As many watchdogs have pointed out, the memo in question from the Department of Health and Human Services basically offers states more flexibility to meet mandatory targets for moving people off of Temporary Assistance for Needy Families (TANF) and into gainful employment. This program, administered jointly through federal and state agencies, is the central plank of Clinton-era welfare reform, and its principal political aim has always been to reduce the statistical presence of the poor, not alleviating their poverty.
According to the Center on Budget and Policy Priorities (CBPP), as welfare reform approaches its Sweet Sixteen, TANF's track record contrasts bitterly with that of its predecessor, AFDC, which Reaganite conservatives had savaged as undeserved entitlement:
Over the last 16 years, the national TANF caseload has declined by 60 percent, even as poverty and deep poverty have worsened.
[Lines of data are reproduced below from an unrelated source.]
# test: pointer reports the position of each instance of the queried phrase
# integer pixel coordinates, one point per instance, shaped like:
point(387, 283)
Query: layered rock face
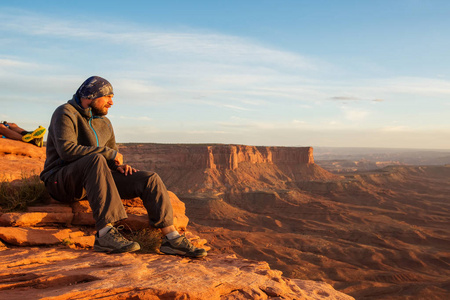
point(223, 157)
point(218, 168)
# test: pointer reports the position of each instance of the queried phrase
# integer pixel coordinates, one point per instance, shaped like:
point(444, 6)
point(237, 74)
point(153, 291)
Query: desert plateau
point(332, 230)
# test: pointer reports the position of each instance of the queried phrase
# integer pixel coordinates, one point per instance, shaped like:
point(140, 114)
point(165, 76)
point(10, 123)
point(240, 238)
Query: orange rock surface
point(58, 273)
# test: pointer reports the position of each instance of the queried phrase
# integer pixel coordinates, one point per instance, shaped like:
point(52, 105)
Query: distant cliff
point(191, 168)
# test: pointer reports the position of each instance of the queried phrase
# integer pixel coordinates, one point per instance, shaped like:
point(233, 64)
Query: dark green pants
point(90, 177)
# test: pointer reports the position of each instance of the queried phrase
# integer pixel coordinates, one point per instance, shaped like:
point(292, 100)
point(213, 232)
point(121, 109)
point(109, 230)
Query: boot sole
point(130, 248)
point(171, 251)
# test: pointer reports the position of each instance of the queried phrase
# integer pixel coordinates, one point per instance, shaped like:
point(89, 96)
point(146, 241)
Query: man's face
point(101, 105)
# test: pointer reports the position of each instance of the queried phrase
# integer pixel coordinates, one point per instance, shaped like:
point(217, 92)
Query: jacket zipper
point(95, 133)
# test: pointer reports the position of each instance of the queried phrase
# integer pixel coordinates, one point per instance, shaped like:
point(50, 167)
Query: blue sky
point(288, 73)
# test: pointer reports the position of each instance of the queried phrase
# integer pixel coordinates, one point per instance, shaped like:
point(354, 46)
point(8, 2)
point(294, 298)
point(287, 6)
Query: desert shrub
point(18, 195)
point(149, 239)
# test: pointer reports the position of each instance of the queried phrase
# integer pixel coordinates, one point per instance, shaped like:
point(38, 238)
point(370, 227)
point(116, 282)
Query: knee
point(96, 159)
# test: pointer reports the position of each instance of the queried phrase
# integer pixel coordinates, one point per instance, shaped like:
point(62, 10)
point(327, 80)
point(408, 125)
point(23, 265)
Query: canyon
point(378, 234)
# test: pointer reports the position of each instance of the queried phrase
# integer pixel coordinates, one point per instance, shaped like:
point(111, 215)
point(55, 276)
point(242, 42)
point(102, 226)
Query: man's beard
point(98, 111)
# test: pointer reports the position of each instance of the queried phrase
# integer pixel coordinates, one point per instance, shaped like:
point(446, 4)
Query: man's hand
point(119, 159)
point(126, 169)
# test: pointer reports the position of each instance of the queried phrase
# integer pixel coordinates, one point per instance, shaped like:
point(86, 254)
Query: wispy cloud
point(355, 115)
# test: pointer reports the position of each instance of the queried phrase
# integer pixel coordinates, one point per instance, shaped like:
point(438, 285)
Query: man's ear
point(85, 102)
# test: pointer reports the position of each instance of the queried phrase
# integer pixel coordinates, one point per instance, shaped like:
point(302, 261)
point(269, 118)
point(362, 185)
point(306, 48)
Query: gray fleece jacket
point(73, 133)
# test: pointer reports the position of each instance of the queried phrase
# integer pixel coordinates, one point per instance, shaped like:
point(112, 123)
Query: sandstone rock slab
point(34, 218)
point(37, 273)
point(44, 236)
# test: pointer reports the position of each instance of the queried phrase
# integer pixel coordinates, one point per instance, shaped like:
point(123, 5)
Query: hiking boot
point(36, 134)
point(114, 242)
point(181, 246)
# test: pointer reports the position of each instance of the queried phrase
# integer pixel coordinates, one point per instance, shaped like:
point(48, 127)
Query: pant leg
point(151, 189)
point(89, 176)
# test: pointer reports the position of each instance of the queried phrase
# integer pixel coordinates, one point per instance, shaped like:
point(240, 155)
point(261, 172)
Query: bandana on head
point(95, 87)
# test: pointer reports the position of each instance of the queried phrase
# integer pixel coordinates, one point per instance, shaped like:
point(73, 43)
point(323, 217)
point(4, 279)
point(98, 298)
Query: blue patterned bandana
point(95, 87)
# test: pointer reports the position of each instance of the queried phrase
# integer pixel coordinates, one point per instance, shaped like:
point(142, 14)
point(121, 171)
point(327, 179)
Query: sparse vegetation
point(19, 194)
point(149, 239)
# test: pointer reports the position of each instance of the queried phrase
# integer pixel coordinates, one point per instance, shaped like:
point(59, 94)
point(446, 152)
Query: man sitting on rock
point(14, 132)
point(83, 161)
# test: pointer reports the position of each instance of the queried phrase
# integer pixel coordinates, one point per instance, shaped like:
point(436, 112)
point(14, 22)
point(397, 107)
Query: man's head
point(97, 93)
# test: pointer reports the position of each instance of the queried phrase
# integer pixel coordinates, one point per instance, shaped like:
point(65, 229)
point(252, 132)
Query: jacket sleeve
point(65, 133)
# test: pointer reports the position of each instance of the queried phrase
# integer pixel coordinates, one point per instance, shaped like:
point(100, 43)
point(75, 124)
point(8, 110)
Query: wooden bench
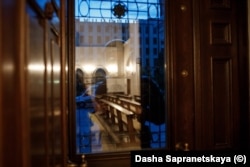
point(118, 112)
point(129, 97)
point(131, 105)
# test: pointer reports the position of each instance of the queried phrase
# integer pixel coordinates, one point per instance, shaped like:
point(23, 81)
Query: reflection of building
point(119, 49)
point(113, 48)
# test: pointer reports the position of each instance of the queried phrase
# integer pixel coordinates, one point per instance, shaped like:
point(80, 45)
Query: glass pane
point(120, 84)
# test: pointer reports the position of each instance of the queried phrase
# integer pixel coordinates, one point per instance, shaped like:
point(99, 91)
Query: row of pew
point(123, 111)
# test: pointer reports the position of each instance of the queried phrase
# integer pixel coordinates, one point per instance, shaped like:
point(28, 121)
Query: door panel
point(181, 73)
point(219, 74)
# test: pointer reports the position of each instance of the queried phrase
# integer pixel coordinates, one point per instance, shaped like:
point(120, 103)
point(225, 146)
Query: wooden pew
point(117, 111)
point(131, 105)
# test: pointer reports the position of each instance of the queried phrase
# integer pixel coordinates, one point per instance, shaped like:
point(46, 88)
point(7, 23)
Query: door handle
point(180, 146)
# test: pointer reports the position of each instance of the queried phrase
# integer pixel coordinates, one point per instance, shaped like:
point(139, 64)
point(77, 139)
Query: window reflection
point(120, 85)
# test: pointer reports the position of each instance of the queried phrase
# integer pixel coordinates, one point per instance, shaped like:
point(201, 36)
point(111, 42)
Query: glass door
point(120, 91)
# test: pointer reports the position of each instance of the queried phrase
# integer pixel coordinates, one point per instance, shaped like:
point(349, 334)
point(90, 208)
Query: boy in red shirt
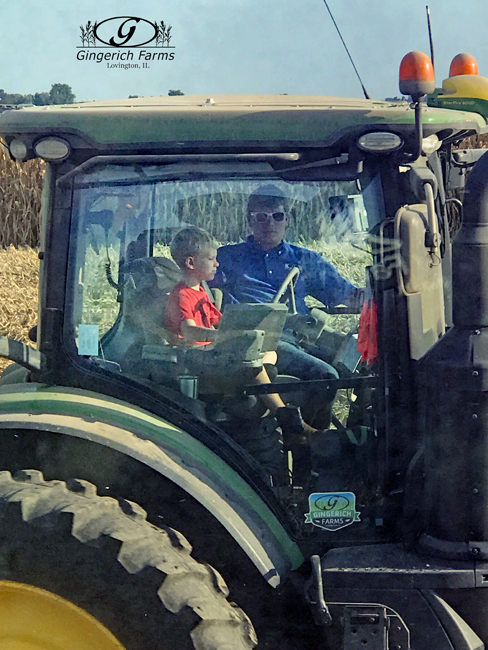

While the official poverty rate among families declined in the early years of welfare reform, when the economy was booming and unemployment was extremely low, it started increasing in 2000 and now exceeds its 1996 level.
These opposing trends — TANF caseloads going down while poverty is going up — mean that a much smaller share of poor families receive cash assistance from TANF than they did prior to welfare reform.
This punitive approach to poverty has driven poor mothers of color further to the margins of the economy, making them even more politically invisible."